Können Gesetzesänderungen Vorurteile aufheben?
Während einer Pause meines Deutschkurses vergangenen Samstagmorgen diskutierte ich mit den anderen Teilnehmerinnen, wie Berufe, die früher vorwiegend Männern vorbehalten waren, heute von Frauen ausgeübt werden. Ganz ohne Spannungen verläuft das nicht und macht umso mehr deutlich, wie dringend wir eine grundlegende gesellschaftliche Veränderung brauchen (siehe dazu auch meinen vergangenen Eintrag).
Diese subtile Antipathie begegnet Frauen jeden Tag. Ein Beispiel: Mariana studiert Biologie. Sie erzählte mir, wie sie im Physikkurs einmal die Aufgabe bekam, einen Schaltkreis zu bauen. Der Lehrer kommentierte die Aufgabenstellung: „Mal sehen, ob die Frauen das hinkriegen.“ Er ging wie selbstverständlich davon aus, dass das nur „was für Männer“ sei.
Diese verzerrte Wahrnehmung zieht sich durch alle Generationen. Estefania beispielsweise studiert Lebensmitteltechnik. Auch sie erzählte mir von den Gruppenarbeiten in ihrem Seminar zu Elektronik und Magnetismus. Und wie ihre männlichen Kommilitonen sie ausschlossen, in der Annahme, dass sie das nicht kann.
„Einer meinte sogar zu mir, er verstehe gar nicht, warum Frauen überhaupt studieren – wenn doch ihre Ehemänner für sie sorgen können“, sagte sie. Solchen Argumenten sind Frauen in Argentinien tagtäglich ausgesetzt.

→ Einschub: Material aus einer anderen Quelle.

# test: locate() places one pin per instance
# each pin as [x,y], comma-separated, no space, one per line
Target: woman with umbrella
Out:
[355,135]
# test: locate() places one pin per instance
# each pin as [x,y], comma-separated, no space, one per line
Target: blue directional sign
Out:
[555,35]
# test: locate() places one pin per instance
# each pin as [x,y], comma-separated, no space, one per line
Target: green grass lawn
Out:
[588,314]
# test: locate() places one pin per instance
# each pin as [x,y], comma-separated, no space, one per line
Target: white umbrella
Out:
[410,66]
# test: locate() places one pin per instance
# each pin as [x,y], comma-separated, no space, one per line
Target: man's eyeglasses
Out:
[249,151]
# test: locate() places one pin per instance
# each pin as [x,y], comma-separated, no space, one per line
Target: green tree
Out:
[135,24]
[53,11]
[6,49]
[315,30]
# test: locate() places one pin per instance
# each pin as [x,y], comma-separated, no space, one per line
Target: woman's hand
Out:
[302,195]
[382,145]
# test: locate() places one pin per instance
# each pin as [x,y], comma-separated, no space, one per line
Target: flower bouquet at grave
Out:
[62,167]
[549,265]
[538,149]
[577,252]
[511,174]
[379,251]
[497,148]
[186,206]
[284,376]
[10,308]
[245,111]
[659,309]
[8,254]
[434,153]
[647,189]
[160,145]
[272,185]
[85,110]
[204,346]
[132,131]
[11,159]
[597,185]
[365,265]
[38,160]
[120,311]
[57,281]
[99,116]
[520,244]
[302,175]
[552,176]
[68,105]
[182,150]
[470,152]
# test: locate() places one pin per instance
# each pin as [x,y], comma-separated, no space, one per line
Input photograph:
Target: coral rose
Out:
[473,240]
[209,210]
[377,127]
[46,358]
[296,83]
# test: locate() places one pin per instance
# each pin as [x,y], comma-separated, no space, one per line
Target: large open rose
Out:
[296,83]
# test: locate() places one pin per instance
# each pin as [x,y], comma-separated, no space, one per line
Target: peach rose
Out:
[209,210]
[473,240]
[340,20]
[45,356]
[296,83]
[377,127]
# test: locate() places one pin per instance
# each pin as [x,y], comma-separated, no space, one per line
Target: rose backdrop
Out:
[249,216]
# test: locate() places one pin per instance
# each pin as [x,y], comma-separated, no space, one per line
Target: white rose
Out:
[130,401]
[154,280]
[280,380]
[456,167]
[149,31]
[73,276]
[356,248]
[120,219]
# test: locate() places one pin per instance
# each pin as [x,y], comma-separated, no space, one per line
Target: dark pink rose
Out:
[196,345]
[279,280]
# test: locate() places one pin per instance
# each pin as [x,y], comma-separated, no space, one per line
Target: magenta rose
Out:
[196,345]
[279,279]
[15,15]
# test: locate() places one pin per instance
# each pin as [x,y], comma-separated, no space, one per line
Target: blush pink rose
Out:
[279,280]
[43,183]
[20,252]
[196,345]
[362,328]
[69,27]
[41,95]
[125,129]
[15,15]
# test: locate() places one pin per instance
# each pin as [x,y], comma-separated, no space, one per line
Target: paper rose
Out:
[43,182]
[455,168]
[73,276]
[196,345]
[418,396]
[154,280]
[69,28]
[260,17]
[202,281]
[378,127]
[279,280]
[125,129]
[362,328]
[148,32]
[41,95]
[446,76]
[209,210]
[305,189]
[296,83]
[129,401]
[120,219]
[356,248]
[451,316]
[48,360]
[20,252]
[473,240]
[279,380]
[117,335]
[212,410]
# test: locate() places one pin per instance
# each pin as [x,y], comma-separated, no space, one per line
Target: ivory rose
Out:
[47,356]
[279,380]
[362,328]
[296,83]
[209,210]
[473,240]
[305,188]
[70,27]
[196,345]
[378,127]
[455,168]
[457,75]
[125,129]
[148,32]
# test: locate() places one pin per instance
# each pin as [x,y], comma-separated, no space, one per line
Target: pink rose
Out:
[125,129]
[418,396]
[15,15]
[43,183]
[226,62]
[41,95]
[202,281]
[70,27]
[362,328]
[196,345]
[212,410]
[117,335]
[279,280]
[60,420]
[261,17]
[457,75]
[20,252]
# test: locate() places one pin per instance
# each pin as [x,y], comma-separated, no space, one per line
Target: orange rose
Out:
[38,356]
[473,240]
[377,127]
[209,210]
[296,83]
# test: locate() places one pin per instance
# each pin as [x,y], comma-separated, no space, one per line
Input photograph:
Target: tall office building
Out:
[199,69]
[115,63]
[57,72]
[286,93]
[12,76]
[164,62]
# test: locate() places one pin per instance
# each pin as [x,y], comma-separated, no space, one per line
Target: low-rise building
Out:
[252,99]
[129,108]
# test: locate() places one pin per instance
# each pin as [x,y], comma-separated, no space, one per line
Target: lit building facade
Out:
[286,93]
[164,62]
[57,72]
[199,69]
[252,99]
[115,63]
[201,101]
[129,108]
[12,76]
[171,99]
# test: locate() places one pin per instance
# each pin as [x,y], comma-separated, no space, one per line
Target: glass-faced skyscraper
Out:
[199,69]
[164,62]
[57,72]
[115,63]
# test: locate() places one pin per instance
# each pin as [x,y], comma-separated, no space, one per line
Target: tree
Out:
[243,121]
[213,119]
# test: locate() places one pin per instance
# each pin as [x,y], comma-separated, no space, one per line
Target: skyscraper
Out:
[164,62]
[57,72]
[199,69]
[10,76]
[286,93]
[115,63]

Dabei handelt es sich sowohl um ein individuelles als auch um ein strukturelles Problem. Die pharmazeutische und biochemische Fakultät der Universität von Buenos Aires zum Beispiel hat nur eine einzige Damentoilette im gesamten Gebäude. In jeder Pause bildet sich davor lange Schlange.
Ähnliches gilt für die Berufsauswahl, die oft von den zu erwartenden Gehältern bestimmt wird. Vor 30 Jahren verdienten beispielsweise Ärzte in Argentinien sehr viel Geld. Heutzutage gilt das allerdings nicht mehr. „Und das ist der Grund, warum fast ausschließlich Frauen Medizin studieren”, kommentierte mein Vater während unseres Mittagessens.
„Was meinst Du damit?“ fragte ich. „Na, es scheint ja offensichtlich so zu sein, dass Männer sich für einen Beruf entscheiden, der sich auch auszahlt”, sagte meine Schwester. Was mich daran am meisten schockierte war, mit welcher Selbstverständlichkeit sie das sagte: Männer sollen das Geld nach Hause bringen; Frauen dürfen zwar studieren – aber deswegen noch lange nicht gut verdienen?
Das sind die täglichen Kämpfe, mit denen wir Frauen es in Argentinien aufnehmen müssen. Obwohl wir Zugang zu Bildung haben, müsste noch jede Menge getan werden, damit die Berufswelt gerechter wird.
Zum einen glaube ich, dass wir eine veränderte Gesetzgebung bräuchten, die Frauen und Männer bereits bei der Familiengründung gleichstellen. Nehmen wir zum Beispiel den Mutterschaftsurlaub: Heutzutage bekommen Schwangere nur einen sehr kurzen Zeitraum zugesprochen. Wie anders wäre es, wenn der Partner dabei berücksichtigt werden würde? Gesetzesänderungen würden nicht nur die Umstände ändern, sondern auch die Werte und Vorstellungen innerhalb der Gesellschaft. Es ist ein weiter Weg, aber ich glaube, dass die ersten Schritte schon gemacht sind: Frauen können studieren – und kämpfen anschließend für eine Gleichberechtigung in der Berufswelt.